Comme Christian Bobin l’exprime si bien dans L’homme joie, le poème est « un cercle de silence aux pierres brûlantes » (2012:86). On a du mal à y entrer, et si, d’aventure, on y arrive, c’est pour irrémédiablement faire face à ce silence qu’évoque Bobin et qui image le manque de réponses que le poème apporte aux questions qu’on lui pose. En effet, et comme nous le verrons, la poésie étant plus souvent attachée à dire quelque chose qu’à raconter une histoire, les narratologues ont progressivement délaissé son étude au point de la mettre en marge de la narratologie. Ainsi, le langage poétique est devenu une entité à part, une île coupée du continent de la littérature.

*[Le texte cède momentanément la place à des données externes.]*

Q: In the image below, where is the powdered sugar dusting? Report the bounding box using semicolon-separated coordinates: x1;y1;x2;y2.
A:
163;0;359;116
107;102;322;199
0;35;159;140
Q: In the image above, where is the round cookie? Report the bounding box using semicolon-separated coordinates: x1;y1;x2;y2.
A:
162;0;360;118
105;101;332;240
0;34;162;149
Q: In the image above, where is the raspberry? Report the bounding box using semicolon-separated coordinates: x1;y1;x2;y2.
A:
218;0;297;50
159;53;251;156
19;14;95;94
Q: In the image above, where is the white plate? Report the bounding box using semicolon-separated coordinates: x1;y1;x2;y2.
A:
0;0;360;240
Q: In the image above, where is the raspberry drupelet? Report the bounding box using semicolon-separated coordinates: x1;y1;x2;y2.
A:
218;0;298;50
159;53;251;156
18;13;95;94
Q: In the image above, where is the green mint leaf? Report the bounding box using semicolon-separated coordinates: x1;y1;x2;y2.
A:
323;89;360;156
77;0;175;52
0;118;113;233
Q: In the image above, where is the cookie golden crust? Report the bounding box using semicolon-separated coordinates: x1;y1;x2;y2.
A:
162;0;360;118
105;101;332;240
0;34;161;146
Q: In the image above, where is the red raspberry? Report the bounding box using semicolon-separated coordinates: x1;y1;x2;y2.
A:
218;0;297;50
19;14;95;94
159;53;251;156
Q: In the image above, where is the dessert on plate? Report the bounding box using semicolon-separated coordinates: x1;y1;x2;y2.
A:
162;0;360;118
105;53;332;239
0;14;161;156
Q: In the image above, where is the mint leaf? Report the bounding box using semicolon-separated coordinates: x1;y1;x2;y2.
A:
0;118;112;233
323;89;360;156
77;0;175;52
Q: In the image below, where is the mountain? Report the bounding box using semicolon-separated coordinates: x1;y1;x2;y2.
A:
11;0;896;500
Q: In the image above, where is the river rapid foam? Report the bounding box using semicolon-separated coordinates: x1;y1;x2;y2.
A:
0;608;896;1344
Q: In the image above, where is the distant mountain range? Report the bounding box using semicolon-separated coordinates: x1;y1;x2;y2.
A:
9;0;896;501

Les notions d’auteur et de narrateur, ainsi que les relations difficiles qu’ils peuvent entretenir au sein du poème, seront au centre de notre attention dans ce mémoire. Comment se fait-il que l’on soit si hésitant à les séparer lorsqu’il s’agit de poésie ? Certains parlent de « voix », refusant de parler de narrateur, trop effrayés à l’idée de placer une entité, un corps abstrait, entre le poète et son poème. Les mots seraient ainsi suspendus dans le vide entre la main de l’auteur qui les a écrits et les yeux du lecteur qui les lira. Serait-ce donc toujours l’auteur qui s’adresse à nous ? Quand bien même il serait mort et enterré; quand bien même les idées ou les sentiments exprimés dans le poème semblent entrer en contradiction avec l’idée que l’on se fait de ce même auteur ?
Cadre théorique
Quand auteur et narrateur se confondent
Depuis Figures III (1972) de Gérard Genette, nous savons qu’auteur et narrateur ne doivent pas être confondus. En ouvrant un livre, un mécanisme inconscient nous autorise à considérer, et ce sans faire le moindre effort, que tout ce qui va être lu devra être placé sous le sceau de la fiction, et que l’histoire racontée n’est pas «vraie». Le narrateur, chef d’orchestre de la diégèse, nous narre l’histoire en déplaçant la relation physique et réelle auteur/lecteur, située à l’extérieur du livre, par une relation fictive narrateur/narrataire située à l’intérieur de celui-ci. Certains textes arrivent, néanmoins, à s’affranchir de cette présomption de fictionnalité et affichent la prétention de narrer au lecteur une histoire censée représenter un vécu réel. Il s’agit par exemple des genres biographique et autobiographique. Philippe Lejeune, dans son livre fondateur Le pacte autobiographique (1975), explique les conditions nécessaires à l’instauration d’une confiance entre auteur et lecteur quant à la réalité des faits présentés dans le livre. Ces conditions sont de natures différentes pour les genres biographique et autobiographique et sont à la base, selon lui, de la séparation fondamentale entre ces deux genres. Pour Lejeune, la biographie doit se soumettre facilement à l’épreuve de vérification, qui n’est autre que la confrontation des faits narrés avec la réalité (1975:36). Ceux-ci servent de référents et doivent être vérifiables, car c’est cette épreuve de vérification qui fait de ces faits, relatés dans le texte, des liens indispensables avec la réalité. C’est également sur cette épreuve de vérification que repose la légitimité de l’auteur, qui s’est donné pour objectif de raconter le vécu d’un autre et qui n’est donc pas, nous rappelle Lejeune, le personnage principal de son histoire (1975:36). La légitimité du récit est ainsi jugée à l’aune de la véracité des faits et des évènements qu’il présente. C’est ce point et ce point seulement, insiste Lejeune, qui permet de définir et caractériser le genre biographique.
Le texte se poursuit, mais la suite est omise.